The Istanbul municipality told AFP that, of the non-recycled waste, 61 percent was burned to produce electricity and the remaining 28 percent buried with no use.
Green policies do not appear as yet to be a major vote winner in Turkey but there are signs the ruling Justice and Development Party (AKP) of President Recep Tayyip Erdogan is now paying some attention to the issue.
Environment and Urbanization Minister Murat Kurum said there would be a compulsory charge for plastic bags from January, bringing Turkey into line with other European countries.
That would be a revolution in a country which uses plastic bags massively.
Kurum said that every Turkish citizen uses, on average, 440 bags a year, adding the aim was to reduce this to 40 by 2025.
The recycling campaign is also strongly backed by Erdogan’s wife Emine, who said at a conference on zero waste that the target was a “more liveable environment” and a “stronger economy by classifying the waste at its source and recycling.”
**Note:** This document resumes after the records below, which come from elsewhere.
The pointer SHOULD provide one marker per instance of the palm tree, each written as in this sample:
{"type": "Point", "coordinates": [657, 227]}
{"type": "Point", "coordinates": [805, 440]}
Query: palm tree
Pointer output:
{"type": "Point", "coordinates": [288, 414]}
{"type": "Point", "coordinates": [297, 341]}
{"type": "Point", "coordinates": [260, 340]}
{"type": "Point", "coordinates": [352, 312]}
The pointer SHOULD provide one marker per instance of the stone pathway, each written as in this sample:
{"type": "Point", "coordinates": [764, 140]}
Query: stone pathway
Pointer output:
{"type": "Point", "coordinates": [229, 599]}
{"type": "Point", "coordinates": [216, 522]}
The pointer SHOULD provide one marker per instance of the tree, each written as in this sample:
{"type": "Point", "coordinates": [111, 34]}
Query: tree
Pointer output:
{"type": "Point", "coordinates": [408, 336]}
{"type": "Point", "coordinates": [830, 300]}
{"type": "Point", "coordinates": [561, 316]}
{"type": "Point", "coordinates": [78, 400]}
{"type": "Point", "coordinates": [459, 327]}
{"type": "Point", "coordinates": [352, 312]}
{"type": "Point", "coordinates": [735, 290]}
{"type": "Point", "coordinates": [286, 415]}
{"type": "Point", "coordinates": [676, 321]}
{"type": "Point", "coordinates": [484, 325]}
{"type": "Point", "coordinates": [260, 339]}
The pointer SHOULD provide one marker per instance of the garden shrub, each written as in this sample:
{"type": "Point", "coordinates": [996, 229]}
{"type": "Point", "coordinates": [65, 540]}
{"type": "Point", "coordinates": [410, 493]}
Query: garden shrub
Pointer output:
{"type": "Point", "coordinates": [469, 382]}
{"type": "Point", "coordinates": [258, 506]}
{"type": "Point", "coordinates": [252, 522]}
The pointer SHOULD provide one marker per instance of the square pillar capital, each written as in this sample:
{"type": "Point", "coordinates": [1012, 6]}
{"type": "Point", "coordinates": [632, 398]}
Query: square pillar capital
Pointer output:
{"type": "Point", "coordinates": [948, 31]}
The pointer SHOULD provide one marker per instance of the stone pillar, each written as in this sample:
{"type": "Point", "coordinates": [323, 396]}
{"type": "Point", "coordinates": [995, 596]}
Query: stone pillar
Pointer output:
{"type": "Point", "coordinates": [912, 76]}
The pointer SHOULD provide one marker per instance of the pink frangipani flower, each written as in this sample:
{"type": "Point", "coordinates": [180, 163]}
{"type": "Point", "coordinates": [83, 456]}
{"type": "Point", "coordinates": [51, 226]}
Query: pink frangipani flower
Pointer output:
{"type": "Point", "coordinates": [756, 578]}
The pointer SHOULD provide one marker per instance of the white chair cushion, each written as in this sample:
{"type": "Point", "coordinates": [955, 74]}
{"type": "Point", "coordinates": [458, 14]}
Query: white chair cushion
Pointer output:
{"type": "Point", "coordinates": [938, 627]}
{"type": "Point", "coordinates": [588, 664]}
She said Erdogan’s presidential palace was leading the way with its staff now trained in how to recycle waste on site.
“We have not had garbage trucks at the presidential complex for a long time,” she said.
At a sorting facility on the outskirts of Istanbul, organic waste is separated, processed and used as fertilizer in parks and gardens throughout the city, while non-organic materials, like glass, plastics and metals, are recycled.
But Ibrahim Halil Turkeri, the city’s recycling chief, said that “greater responsibility falls to individuals.”
“If the waste is classified at its source, cleaner waste will reach our facility and factories, and they will have better value as secondary raw materials, and all will have been recycled.”
Ahmet Hamdi Zembil, environment engineer at waste management company ISTAC, said gas from burning organic waste can be transformed into electricity.
But he added that classifying at source was crucial so that synthetic waste was not mixed in.
“We have disposed of seven million tons of waste here over the last year and produced 400 million kilowatt hours of electricity,” he said.
Back at Sishane, Gercek slotted her plastic bottles into the machine, realizing to her chagrin that only 0.03 lira is given for each can or bottle, meaning she would need to recycle 87 cans or bottles for a single free trip that normally costs 2.60 lira ($0.50).
“But still, it is a start. I believe this system will get better,” she said.